Diabetes and eczema may appear to be two completely unrelated diseases. But UC San Diego biologists have uncovered what appears to be a crucial biochemical link between the two.
The scientists report in the March 26 issue of the journal Nature their discovery that a protein previously linked only to cell death, plays a critical role in the healing of wounds in laboratory mice. This protein, known as caspase 8, is deficient in humans with eczema, but produced in excess amounts by diabetics.
The researchers say their discovery may explain why many diabetics lack a normal wound response and suffer severe complications from minor cuts and scrapes, and why those with eczema exhibit a chronic inflammation of the skin that compromises its protective function.
"Not only does the loss of this protein, caspase 8, stimulate inflammation, which brings in a rush of cells designed to stop microbes from infecting the wound," said Colin Jamora, an assistant professor of biology at UCSD who headed the research team. "But it also stimulates the production of stem cells that provide the materials to help close the wound. That's important, because in the initial stages of a wound the protective barrier provided by the skin is broken and the internal body is exposed to microbes and environmental toxins."
The discovery occurred by accident when Jamora, who studies the stem cell progenitors of skin cells and hair follicles, was asked by a colleague--Steve Hedrick, a professor of biology at UCSD--whether he wanted to examine a mutant mouse with unusually thick skin that had been genetically engineered in his laboratory. Hedrick's team had knocked out the gene in the epidermis necessary for the production of caspase 8.

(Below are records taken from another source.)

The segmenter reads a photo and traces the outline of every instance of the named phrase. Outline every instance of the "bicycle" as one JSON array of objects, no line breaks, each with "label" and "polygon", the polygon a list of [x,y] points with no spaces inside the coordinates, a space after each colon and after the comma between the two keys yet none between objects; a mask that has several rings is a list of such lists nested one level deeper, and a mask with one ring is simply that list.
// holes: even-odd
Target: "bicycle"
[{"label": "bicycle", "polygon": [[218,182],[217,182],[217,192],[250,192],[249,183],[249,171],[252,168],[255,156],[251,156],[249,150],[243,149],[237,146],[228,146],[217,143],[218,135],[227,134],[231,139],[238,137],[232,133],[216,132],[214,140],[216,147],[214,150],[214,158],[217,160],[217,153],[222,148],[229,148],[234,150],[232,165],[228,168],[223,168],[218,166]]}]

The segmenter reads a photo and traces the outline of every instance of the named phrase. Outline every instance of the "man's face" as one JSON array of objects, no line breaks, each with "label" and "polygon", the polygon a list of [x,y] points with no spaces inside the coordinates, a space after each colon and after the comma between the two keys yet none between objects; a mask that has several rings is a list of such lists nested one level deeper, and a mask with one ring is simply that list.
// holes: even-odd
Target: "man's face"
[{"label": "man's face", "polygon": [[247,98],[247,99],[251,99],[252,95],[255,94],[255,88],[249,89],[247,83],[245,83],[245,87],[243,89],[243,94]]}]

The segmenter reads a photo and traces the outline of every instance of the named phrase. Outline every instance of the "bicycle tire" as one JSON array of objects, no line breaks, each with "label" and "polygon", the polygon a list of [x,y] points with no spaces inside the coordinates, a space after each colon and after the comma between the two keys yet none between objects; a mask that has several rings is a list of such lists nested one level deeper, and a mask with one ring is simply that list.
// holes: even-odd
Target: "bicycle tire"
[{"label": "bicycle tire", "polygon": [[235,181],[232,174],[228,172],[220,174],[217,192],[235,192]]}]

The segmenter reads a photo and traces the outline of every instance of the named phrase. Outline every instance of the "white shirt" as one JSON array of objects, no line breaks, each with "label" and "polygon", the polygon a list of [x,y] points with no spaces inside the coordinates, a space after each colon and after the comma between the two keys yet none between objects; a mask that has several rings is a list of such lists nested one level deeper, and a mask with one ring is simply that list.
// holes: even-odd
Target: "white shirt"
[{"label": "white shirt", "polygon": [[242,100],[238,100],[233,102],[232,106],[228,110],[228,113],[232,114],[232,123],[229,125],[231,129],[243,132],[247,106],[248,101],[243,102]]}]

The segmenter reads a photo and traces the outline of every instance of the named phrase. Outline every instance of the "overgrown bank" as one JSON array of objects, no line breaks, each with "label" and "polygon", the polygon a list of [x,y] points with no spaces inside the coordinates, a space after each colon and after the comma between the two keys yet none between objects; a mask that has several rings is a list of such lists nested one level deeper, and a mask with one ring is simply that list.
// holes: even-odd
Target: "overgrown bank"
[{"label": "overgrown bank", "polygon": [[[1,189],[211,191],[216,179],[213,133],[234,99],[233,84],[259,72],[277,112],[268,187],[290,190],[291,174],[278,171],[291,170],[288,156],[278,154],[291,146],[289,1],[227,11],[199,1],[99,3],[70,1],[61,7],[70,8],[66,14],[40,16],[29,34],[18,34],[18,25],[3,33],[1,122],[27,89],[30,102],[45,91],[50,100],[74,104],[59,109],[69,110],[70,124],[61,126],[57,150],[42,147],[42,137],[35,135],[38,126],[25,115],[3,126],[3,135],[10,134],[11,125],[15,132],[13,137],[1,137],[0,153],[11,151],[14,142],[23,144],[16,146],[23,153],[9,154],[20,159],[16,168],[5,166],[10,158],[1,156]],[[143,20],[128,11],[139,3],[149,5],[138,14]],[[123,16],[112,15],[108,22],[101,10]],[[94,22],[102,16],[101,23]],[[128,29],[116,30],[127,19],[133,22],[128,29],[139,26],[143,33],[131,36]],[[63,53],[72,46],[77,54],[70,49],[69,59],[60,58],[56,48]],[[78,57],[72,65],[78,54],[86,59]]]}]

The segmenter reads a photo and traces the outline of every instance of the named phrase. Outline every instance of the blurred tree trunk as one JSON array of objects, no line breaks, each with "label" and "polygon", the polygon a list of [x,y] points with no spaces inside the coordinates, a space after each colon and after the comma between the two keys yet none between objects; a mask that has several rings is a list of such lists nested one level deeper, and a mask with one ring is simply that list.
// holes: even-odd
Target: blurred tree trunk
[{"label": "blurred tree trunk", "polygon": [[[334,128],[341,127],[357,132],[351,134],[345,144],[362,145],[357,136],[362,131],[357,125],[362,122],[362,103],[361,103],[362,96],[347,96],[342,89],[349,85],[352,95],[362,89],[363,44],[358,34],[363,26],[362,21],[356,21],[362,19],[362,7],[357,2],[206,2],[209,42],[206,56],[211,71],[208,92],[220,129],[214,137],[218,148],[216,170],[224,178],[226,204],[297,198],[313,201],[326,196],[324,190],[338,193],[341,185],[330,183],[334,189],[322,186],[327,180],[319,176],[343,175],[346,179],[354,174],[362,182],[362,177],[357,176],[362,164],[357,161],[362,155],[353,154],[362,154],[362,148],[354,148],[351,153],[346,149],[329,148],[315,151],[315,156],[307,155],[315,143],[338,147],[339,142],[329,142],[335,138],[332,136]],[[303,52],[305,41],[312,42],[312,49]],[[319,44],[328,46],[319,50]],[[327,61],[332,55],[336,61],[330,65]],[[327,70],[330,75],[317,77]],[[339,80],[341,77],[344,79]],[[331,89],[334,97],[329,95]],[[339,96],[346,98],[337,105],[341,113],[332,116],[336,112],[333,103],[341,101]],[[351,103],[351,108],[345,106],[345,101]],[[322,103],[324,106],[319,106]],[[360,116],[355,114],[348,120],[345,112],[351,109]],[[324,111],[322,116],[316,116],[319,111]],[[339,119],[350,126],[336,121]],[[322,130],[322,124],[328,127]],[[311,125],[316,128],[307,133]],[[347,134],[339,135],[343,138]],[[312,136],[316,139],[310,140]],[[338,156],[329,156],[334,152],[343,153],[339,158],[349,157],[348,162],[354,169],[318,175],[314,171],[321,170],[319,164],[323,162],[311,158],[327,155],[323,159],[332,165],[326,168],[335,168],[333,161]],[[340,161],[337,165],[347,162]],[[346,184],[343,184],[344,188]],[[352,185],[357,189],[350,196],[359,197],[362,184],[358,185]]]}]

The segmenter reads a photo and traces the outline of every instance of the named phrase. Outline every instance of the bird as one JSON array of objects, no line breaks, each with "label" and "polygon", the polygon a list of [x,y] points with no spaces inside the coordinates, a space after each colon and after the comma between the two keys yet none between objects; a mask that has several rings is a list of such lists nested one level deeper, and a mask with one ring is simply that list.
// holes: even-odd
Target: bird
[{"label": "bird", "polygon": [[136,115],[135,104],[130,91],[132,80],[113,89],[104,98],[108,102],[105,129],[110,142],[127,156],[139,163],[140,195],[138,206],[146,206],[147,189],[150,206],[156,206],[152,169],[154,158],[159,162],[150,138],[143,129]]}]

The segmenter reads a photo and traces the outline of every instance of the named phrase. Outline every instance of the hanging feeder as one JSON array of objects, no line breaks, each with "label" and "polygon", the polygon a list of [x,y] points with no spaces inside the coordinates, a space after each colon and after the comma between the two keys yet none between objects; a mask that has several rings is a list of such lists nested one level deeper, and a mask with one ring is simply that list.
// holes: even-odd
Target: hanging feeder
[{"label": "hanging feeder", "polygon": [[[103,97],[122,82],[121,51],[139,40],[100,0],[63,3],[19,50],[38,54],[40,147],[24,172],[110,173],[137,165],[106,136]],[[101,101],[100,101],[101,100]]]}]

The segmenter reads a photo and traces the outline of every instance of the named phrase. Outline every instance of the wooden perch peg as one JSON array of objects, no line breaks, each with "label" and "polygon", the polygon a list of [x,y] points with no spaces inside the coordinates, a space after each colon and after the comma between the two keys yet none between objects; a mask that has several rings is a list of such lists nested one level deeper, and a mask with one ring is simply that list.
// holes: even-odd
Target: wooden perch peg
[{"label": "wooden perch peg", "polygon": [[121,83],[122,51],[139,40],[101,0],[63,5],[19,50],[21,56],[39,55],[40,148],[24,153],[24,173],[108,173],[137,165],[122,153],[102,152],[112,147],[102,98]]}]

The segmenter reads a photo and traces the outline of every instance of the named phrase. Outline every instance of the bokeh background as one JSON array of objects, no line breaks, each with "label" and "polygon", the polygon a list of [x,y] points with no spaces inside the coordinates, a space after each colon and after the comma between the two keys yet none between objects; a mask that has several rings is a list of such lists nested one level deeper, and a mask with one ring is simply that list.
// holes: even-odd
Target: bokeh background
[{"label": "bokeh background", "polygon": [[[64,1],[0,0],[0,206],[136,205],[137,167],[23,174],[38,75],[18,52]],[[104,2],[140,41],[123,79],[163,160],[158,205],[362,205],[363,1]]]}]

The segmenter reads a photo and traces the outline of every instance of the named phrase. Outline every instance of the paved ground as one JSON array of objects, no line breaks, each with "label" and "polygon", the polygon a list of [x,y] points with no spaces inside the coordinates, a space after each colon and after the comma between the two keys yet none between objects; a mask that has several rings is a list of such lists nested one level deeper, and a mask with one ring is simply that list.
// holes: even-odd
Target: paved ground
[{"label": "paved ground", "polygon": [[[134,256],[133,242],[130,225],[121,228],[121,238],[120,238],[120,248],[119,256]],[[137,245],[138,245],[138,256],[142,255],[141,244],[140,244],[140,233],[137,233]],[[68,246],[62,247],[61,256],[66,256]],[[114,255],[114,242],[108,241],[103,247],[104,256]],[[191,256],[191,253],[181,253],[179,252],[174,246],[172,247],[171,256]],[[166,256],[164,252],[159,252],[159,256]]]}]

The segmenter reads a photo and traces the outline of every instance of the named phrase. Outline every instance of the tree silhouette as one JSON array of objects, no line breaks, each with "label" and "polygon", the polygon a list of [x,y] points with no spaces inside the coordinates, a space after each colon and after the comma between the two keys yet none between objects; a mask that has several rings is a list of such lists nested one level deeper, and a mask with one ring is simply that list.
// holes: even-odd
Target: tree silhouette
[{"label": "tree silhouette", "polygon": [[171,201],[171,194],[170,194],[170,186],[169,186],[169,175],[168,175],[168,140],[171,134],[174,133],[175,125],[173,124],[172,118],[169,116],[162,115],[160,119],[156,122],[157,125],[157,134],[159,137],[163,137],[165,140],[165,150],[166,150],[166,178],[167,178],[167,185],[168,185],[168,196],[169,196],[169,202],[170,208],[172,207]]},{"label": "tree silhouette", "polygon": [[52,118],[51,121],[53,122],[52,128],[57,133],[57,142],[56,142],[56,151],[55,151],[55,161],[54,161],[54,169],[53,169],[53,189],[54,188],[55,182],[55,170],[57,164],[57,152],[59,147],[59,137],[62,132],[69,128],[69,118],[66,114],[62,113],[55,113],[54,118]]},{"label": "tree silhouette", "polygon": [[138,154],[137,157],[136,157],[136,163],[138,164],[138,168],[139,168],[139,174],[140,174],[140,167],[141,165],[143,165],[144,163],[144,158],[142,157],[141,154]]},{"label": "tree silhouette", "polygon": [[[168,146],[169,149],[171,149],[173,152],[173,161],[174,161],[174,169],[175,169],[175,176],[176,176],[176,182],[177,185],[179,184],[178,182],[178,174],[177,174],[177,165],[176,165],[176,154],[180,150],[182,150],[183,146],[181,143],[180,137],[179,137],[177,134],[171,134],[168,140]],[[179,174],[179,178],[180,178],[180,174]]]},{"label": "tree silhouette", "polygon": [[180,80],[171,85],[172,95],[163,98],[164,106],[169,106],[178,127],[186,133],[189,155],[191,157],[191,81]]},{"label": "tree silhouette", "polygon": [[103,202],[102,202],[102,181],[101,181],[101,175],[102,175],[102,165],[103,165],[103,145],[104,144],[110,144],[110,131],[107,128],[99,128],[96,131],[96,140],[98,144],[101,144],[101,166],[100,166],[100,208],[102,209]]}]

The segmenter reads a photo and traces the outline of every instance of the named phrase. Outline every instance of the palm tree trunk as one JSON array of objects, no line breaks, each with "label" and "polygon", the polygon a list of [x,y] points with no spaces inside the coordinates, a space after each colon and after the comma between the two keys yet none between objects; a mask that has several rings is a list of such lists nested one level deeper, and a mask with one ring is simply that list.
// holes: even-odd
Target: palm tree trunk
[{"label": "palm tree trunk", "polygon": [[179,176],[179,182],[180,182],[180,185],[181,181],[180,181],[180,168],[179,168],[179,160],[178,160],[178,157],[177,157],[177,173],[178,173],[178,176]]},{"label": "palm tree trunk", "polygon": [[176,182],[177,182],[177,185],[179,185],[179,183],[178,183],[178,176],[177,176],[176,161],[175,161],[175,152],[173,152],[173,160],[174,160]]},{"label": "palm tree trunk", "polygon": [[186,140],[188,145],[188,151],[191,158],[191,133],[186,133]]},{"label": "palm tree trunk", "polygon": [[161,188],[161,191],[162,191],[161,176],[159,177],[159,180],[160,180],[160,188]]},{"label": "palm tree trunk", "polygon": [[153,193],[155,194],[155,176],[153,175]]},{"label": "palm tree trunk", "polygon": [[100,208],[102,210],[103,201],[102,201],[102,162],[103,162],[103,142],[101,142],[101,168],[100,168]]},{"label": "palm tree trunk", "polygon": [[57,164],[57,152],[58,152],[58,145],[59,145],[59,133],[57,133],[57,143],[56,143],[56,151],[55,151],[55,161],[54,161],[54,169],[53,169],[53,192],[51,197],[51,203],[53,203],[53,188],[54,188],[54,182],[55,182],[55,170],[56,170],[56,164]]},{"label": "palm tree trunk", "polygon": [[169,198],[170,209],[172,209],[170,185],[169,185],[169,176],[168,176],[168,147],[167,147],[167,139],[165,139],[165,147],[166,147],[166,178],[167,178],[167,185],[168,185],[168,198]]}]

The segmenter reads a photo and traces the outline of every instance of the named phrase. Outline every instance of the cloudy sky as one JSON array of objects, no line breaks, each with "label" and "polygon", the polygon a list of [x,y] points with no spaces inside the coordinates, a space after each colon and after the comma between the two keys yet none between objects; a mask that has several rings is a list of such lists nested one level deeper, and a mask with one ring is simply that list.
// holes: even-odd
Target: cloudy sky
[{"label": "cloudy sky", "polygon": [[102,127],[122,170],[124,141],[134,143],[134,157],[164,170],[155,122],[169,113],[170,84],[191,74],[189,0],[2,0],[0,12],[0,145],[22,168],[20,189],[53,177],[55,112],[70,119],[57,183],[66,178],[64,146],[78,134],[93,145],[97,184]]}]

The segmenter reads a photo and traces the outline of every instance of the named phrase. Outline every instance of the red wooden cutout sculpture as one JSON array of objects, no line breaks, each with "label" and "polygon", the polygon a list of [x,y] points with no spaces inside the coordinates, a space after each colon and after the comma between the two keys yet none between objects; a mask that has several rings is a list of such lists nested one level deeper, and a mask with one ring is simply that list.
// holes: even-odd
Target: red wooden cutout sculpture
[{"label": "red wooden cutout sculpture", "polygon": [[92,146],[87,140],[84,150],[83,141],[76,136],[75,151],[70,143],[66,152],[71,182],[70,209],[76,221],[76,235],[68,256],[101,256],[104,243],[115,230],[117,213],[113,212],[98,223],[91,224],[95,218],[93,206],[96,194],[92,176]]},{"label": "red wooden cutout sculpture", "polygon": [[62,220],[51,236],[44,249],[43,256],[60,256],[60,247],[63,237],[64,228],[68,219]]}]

The skin is the largest organ in the mammalian body. The average adult human, according to Jamora, has six pounds of skin that spans approximately 21 square feet. What's more, our skin is constantly being replaced because skin cells have a short lifespan and are genetically programmed to die.
Jamora said he initially suspected that the reason for the unusually thick-skinned mutant mouse was that the lack of caspase 8 in the epidermis was somehow interfering with the "death program" of the skin cells, leading to an accumulation of skin cells that should have otherwise died. As a result, the mutant mouse had an epidermal layer that was five times thicker than normal, creating infections, dehydration and other problems that led these mice to have an average lifespan of only 15 days.
"But what was actually happening was not that the skin cells were living longer, but that the lack of caspase 8 was stimulating more skin cells to divide, which was unexpected," said Jamora. "And when we looked further, we also found that there was inflammation going on in the skin of these mice. Those two things led us to suspect that the loss of caspase 8 can trigger a normal wound-healing response in the absence of any trauma to the skin."
In order to heal wounds, animals have three responses: inflammation, in which the body brings disease-fighting cells to the site of the wound; proliferation, in which stem cells are triggered to produce more skin cells to fill the wound; and remodeling, in which the skin is smoothed over to look as normal as possible.
Because caspase 8 resides in cells at the surface of the epidermis, this presented a conundrum for Jamora who knew that the stem cells responsible for the proliferation phase were deeper in the tissue and the infection-fighting cells in the blood vessels responsible for the inflammation phase were deeper still.
"The question was how does a protein in cells near the top of the skin signal the stem cells deep within the tissue as well as the cells circulating within the bloodstream to come over to the site of the wound, proliferate and do their jobs?" said Jamora. "What we discovered was that the loss of caspase 8 in the epidermis releases a protein from the cells called interleukin 1-alpha that can travel deeper into the tissue to recruit immune cells and cause the local reservoirs of stem cells in the skin to start proliferating. This protein is well known as a stimulator of an inflammatory response, but this is the first time anyone has demonstrated that caspase 8 triggers the release of this protein and how it does so."
The team of UCSD researchers that contributed to this study included members of the Jamora lab--Pedro Lee, Dai-Jen Lee, Carol Chan and Shih-Wei Chen--in collaboration with Irene Ch'en from the laboratory of Steve Hedrick.
Jamora and his colleagues are now studying laboratory mouse models of human diabetes, which produce excess amounts of caspase 8, to determine if artificially damping their production of caspase 8 will restore their ability to heal wounds.
"We are also using the caspase-8 knockout mouse as a model system to study eczema in order to identify the players that contribute to this disorder and thereby unveil new therapeutic targets to attack a disease that affects 10 to 20 percent of children worldwide," Jamora said.
"The number of cases of eczema and diabetics with complications from impaired wound healing are both rising dramatically and we hope that our current efforts to understand the regulation and function of caspase 8 in the skin will contribute to alleviating the pain and suffering of the millions of people with these diseases."
The study was supported by grants and awards from the National Institutes of Health, American Skin Association and the Dermatology Foundation.